Despite some initial apprehension on her part, the transition was smooth and the organization, welcoming. “I was pleasantly surprised that so much of my corporate experience – my project management and communication skills – was actually transferable” to the nonprofit space, Tracie said. “They were very receptive to bringing in a fresh perspective.”
“When you bring together people who are passionate from a variety of areas and ages, there’s a lot of magic that can happen,” Tracie says. “That’s one of my favorite parts about making the transition to working in a nonprofit. There’s nothing more satisfying than having your work be something you’re passionate about and that improves the community.”

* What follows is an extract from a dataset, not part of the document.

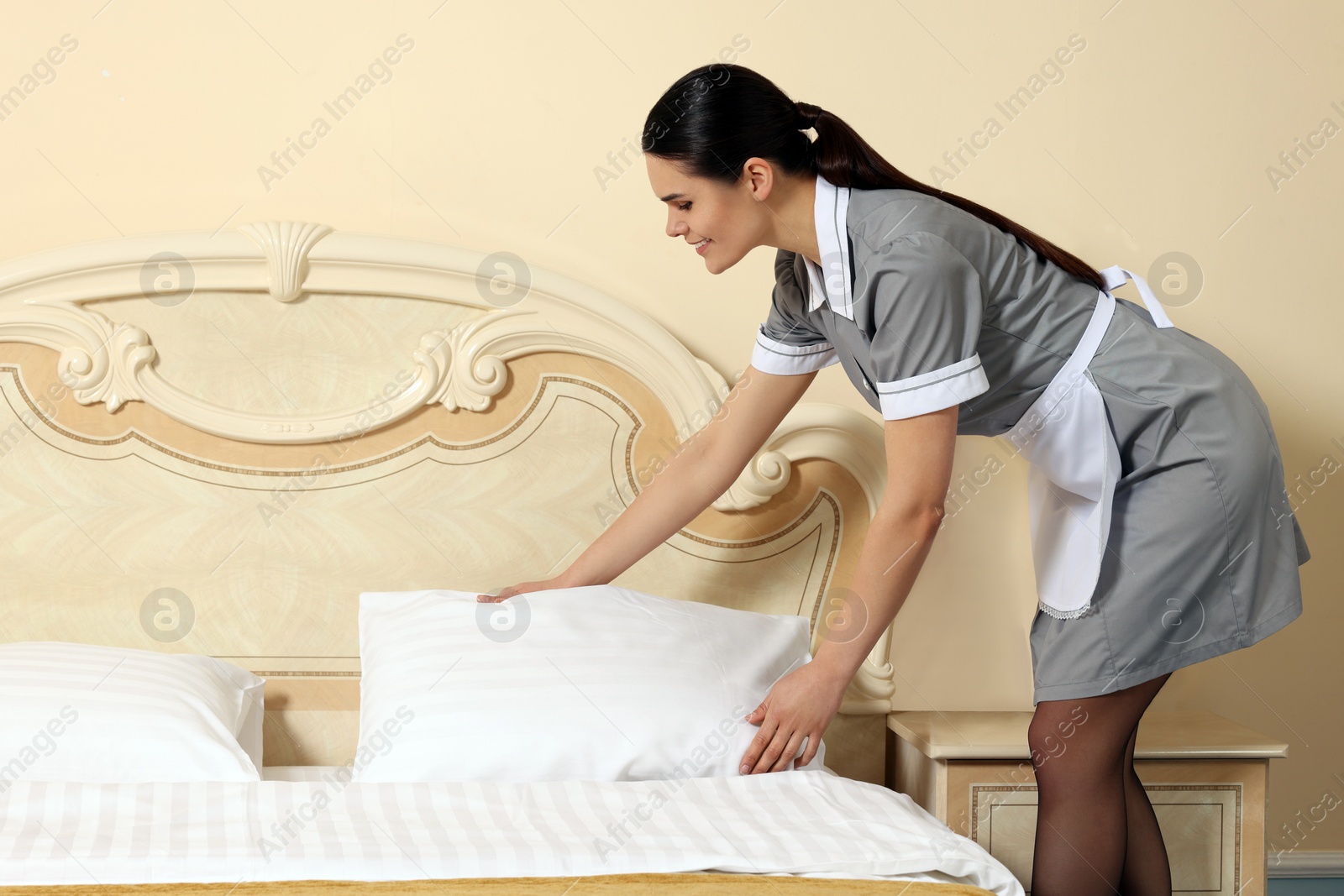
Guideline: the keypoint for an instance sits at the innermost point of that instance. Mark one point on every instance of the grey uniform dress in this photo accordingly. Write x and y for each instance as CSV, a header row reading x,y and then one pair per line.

CPEP may be a world apart from the insurance business – but her work insures a brighter future for young people.
NONPROFIT BENEFITS: Passion, experience, humility, compassion
CPEP CEO Bruce Dixon can spot encore talent a mile away. His own journey from the insurance business to STEM education gives him a sharp eye for relevant skills and passion in candidates with for-profit experience. When he met Tracie Cloutier, who had 23 years of financial services experience, Bruce saw a new resource for his team.
“In considering experienced talent from another sector, first and foremost we look for people passionate about our mission, who wholeheartedly embrace the work. Second, we look to individuals over 50 who want to leverage their experiences while understanding that the nonprofit sector is drastically different than the for-profit sector. There’s a steep learning curve; humility and compassion are two words that would sum it up for us!”
Bruce’s advice for hiring managers considering 50+ talent and/or people from the corporate sector:
- Confirm that the mission is an absolute passion for the individual.
- In recruiting, paint a clear picture that demonstrates the “day in the life” of a nonprofit employee. Many people who have worked in for-profit corporations are accustomed to having more functional resources available to them. In many nonprofits, one must roll up their sleeves to do whatever needs to be done to further the organization’s mission.
- Create site visits for the individual to see first-hand the organization’s work and allow them to interact with participants/clients.
- Where possible, create an internship opportunity for the individual to assess organizational fit and interest.